Attack this on many fronts:
- Many replications, both direct and conceptual.
- Match trial conditions as much as possible to intended real-world conditions eg run medical trials under typical clinical conditions.
- Incorporate broader theories eg identify the mechanism for a given drug.
Lacking a powerful compact theory, we resort to many specialized micro-theories.
(Why does astronomy work? No ability to perform true experiments but: Low causal density. Low holistic integration. Universe is really big. Means that there are many good natural experiments. Also, much of the underlying laws are universal and can be separately tested in controlled experiments.)
Describes the rise of experimental methods of business.
Jam experiment - hazards of over-generalization. Single experiment on single day in single store. Many, many failed replications that never reached the public awareness.
In practice, businesses grapple with high causal density by repeated iterative testing (similar to pharma funnels):
- Explore (analyze data, generate hypotheses)
- Confirm (randomized controlled experiments)
- Generalize (test across wide range of background conditions)
- Implement (as an experiment eg hold out 5% of stores as control)
- Maintain (keep running tests in case environment changes eg new competition, different economic climate)
ie using experiments not to discover some global immutable truth, but as part of an optimization process.
- High-level management must publicly commit to the idea that experience and intuition are not enough, and promote epistemic humility.
- Create a distinct organization that designs and interprets experiments but does NOT generate theories.
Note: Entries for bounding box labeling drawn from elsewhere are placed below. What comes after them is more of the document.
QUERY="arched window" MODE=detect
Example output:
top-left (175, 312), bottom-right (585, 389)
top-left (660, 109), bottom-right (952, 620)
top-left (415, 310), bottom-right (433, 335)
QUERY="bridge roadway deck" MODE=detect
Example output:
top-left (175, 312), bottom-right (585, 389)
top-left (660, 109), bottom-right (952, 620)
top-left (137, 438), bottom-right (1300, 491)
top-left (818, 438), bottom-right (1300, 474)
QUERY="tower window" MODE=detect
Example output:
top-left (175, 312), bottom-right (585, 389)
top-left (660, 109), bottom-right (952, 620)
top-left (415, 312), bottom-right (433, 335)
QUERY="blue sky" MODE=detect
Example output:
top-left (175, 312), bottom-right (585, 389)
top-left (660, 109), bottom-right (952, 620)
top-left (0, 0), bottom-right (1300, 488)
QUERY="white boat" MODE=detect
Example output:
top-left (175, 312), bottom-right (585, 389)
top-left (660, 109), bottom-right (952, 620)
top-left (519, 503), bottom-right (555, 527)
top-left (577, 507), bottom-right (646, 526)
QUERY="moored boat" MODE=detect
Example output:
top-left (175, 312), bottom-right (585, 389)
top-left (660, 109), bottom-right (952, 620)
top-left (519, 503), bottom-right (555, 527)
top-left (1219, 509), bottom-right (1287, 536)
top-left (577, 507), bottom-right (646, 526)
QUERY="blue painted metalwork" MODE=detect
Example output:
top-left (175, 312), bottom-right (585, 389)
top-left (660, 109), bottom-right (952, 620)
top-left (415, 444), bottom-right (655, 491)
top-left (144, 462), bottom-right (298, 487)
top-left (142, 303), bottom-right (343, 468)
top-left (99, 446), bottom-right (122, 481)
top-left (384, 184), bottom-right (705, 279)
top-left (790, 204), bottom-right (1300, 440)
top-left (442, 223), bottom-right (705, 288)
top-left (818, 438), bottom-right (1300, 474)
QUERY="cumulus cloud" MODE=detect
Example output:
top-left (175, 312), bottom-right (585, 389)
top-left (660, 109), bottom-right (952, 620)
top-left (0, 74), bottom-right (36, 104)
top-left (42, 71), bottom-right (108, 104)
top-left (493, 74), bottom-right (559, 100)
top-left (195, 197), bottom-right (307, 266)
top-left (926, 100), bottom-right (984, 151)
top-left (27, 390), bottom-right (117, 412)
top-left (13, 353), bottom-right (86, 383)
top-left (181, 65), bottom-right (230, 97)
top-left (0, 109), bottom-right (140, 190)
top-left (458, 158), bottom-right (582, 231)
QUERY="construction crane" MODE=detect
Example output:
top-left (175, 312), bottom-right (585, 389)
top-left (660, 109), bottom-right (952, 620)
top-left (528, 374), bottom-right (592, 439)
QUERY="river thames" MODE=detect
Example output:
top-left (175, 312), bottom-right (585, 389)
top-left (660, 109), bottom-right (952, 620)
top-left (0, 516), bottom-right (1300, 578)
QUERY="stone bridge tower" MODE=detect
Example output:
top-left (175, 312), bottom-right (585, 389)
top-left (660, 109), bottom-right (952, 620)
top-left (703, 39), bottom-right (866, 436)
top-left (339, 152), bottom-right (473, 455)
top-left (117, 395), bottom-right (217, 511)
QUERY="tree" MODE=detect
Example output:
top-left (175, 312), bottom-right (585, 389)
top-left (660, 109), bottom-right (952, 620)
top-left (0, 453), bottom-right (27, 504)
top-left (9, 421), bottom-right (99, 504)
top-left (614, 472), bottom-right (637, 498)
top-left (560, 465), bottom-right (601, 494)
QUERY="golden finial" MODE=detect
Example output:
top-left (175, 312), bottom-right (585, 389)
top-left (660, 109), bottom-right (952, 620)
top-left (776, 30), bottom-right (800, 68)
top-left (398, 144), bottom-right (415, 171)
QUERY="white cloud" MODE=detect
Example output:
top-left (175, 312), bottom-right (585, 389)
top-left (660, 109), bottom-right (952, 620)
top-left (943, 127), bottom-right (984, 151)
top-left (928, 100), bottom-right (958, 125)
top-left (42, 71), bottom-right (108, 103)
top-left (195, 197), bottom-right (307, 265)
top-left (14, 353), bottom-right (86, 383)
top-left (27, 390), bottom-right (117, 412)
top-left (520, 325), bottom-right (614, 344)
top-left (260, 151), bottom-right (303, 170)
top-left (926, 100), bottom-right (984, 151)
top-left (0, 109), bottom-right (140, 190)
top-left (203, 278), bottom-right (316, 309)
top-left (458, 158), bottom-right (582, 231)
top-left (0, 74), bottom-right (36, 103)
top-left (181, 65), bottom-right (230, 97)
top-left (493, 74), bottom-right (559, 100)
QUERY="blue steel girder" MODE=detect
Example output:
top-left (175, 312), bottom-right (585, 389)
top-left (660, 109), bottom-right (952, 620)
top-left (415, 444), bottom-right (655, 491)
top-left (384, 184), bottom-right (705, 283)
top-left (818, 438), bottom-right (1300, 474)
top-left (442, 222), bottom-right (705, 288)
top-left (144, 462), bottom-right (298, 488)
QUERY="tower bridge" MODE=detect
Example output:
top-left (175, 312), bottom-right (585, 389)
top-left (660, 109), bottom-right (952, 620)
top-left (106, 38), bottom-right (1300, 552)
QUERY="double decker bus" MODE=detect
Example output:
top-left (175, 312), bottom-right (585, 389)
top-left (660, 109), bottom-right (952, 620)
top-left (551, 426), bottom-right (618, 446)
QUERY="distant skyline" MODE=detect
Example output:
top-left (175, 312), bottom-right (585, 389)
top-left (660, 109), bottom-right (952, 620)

Reduces emotional attachment/bias.
- Build the experimental process into existing infrastructure. Reduces transaction costs, increases match between experiment and production envs, makes blinding easier.
Authors rule of thumb: experimental methods > experienced expert > non-experimental methods > inexperienced ‘expert’
Compared to medicine and business, social policy has a dearth of experiments. Discusses what decent work exists.
- The vast majority of proposed social policies do not work when tested under controlled conditions.
- Policies which attempt to change people fail more often that policies which attempt to change incentives / environments.
- There is no magic. High causal density can’t be modeled away. There will be no simple general theories.
Liberty-as-goal vs liberty-as-means. Former wants liberty as a fundamental value. Latter sees liberty as a useful mechanism for designing systems that learn and improve over time eg markets, science, experiments within business all rely on freedom to try new ideas combined with a framework for weeding out bad ideas.
Liberty-as-means implies that there are valid reasons for restricting liberty eg to leverage economies of scale of collective action (eg taxation), to reduce transaction overheads (eg trade standards, fraud laws) or to prevent gaming of selection mechanism (eg anti-monopoly / anti-collusion laws).
Last chapter gives a series of concrete suggestions for US policy.